Suasana hening sejenak di telepon, Hanan pasti sedang mencerna kata-kata adiknya. Setelah beberapa detik, terdengar suara Hanan yang agak dalam, menimbang setiap kata yang akan diucapkannya. "Palestina, ya? Kamu yakin? Kondisi di sana kan nggak mudah, banyak hal yang bisa terjadi."

"Aku tahu, Kak. Tapi ini adalah kesempatan yang sangat berharga bagiku. Aku nggak bisa menutup mata pada anak-anak yang butuh bantuan. Dan aku sudah mempersiapkan semuanya dengan matang." Hasna menjelaskan dengan sabar.

Hanan terdiam sejenak, kemudian dia berkata, "Aku nggak bisa melarangmu, Hasna, karena aku tahu kamu sudah sangat dewasa dan berani membuat keputusan sendiri. Tapi... kamu harus hati-hati. Dan jika nanti ada sesuatu yang bikin kamu merasa nggak aman, jangan ragu untuk segera menghubungi kami. Kita selalu di sini untukmu, ya?"

Hasna tersenyum lega mendengar kata-kata kakaknya. "Terima kasih, Kak. Aku janji akan hati-hati dan menjaga diri. Aku juga akan selalu menghubungi Kakak dan keluarga jika ada apa-apa."

Hanan kemudian memberi pesan terakhir, "Semoga lancar semuanya, dan semoga kamu bisa memberikan yang terbaik di sana. Jangan lupa jaga kesehatan. Kalau kamu butuh bantuan, jangan ragu untuk hubungi aku."

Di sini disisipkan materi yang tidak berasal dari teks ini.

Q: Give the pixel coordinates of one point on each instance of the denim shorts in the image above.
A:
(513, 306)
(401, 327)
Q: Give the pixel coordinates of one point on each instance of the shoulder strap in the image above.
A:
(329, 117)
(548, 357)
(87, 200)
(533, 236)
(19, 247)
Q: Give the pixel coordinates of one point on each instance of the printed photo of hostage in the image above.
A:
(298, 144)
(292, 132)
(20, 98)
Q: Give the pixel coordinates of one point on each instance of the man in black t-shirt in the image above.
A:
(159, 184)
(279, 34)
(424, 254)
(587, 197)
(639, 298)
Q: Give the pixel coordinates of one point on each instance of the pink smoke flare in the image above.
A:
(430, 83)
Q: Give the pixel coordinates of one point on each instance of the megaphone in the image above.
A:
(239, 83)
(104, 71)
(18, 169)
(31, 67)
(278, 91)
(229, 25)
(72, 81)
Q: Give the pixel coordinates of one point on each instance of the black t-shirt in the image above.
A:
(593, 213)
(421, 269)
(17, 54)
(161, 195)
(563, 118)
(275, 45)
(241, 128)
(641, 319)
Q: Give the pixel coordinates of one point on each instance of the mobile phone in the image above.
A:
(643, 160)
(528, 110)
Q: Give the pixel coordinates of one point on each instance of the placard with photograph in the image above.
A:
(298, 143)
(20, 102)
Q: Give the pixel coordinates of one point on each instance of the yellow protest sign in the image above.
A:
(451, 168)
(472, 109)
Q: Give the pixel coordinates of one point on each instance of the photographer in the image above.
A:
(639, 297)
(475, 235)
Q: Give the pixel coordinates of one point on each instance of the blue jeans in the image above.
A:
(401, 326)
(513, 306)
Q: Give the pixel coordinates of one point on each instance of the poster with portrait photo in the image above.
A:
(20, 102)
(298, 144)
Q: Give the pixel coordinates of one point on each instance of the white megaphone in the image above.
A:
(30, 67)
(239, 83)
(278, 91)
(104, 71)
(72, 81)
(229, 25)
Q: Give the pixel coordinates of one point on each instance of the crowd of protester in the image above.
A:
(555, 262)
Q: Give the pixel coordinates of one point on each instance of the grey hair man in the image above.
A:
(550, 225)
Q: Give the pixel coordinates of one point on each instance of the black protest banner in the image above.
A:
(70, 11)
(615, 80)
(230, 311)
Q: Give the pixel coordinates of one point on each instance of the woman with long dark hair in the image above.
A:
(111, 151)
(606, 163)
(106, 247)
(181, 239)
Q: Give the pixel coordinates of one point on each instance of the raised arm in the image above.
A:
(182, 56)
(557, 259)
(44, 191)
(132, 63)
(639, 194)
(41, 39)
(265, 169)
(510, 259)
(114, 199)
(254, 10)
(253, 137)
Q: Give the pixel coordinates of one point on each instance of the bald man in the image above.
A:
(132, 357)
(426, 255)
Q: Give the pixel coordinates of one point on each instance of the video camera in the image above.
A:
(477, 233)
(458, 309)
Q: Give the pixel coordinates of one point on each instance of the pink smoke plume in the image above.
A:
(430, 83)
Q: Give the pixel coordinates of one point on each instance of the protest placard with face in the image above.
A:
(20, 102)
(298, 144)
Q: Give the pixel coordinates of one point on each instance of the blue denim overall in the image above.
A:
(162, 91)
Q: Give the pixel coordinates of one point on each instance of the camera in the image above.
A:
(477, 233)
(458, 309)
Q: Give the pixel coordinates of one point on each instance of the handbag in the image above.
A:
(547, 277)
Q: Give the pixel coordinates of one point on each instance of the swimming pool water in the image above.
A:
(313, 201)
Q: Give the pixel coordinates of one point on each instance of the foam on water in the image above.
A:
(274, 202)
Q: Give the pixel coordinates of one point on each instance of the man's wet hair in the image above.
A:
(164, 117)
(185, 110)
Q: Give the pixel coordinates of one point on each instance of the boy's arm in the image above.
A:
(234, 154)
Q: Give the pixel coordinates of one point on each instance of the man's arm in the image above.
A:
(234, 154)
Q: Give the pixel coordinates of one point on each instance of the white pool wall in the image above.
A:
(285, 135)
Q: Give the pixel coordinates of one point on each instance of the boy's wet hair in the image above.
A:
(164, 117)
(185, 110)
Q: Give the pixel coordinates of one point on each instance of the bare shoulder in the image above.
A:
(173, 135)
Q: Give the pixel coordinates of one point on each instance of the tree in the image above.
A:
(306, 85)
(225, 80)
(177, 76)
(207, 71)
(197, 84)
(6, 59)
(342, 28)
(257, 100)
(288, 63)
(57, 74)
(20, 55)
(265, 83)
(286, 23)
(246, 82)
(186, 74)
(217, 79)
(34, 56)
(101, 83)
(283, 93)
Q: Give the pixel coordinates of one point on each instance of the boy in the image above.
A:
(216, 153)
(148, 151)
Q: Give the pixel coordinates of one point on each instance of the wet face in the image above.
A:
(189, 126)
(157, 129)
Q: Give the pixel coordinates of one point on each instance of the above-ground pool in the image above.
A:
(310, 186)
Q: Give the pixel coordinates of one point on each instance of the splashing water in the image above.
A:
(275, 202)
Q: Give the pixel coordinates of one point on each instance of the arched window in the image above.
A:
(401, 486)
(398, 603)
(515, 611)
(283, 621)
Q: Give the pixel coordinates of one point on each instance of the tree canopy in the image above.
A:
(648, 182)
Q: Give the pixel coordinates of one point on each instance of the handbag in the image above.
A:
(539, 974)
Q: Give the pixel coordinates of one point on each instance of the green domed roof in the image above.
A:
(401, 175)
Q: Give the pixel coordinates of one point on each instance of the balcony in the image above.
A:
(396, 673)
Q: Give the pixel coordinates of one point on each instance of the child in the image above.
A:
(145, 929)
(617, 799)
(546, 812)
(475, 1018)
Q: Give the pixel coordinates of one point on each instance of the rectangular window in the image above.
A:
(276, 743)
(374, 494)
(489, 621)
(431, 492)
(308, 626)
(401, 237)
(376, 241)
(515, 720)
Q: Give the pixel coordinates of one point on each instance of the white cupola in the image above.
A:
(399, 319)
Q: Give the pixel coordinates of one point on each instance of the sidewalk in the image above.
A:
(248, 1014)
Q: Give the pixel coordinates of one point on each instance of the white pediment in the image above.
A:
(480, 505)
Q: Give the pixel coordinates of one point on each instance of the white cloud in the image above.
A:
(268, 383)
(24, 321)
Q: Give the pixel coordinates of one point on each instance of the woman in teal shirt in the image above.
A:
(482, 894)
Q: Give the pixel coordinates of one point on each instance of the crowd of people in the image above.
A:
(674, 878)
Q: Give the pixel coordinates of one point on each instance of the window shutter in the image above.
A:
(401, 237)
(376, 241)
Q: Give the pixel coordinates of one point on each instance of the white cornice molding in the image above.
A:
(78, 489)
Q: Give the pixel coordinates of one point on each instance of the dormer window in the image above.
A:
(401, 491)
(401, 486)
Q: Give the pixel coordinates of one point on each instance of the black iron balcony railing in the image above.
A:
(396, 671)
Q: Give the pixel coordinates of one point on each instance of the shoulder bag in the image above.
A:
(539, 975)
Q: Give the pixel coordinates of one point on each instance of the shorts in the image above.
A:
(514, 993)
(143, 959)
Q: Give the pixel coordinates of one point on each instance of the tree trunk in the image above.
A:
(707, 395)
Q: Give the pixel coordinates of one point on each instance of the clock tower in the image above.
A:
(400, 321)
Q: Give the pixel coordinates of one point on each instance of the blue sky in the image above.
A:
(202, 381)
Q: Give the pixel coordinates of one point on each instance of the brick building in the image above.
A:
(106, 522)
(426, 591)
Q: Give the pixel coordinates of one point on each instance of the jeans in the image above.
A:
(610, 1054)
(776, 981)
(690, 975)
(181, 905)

"Pasti, Kak. Terima kasih banyak atas dukungannya. Aku akan selalu ingat pesan Kakak. Aku tutup ya Kak, Assalamualaikum"

"Waalaikumsalam, hubungi kakak jika ingin berangkat."

"Iya." Balas Hasna dengan sumringah pada wajahnya

Keluarga Hasna, meskipun penuh dengan kekhawatiran, memberikan izin dan dukungan penuh untuk langkah besar ini. Dengan restu dari orang tua dan kakaknya, Hasna merasa lebih yakin untuk menjalankan misinya ke Palestina.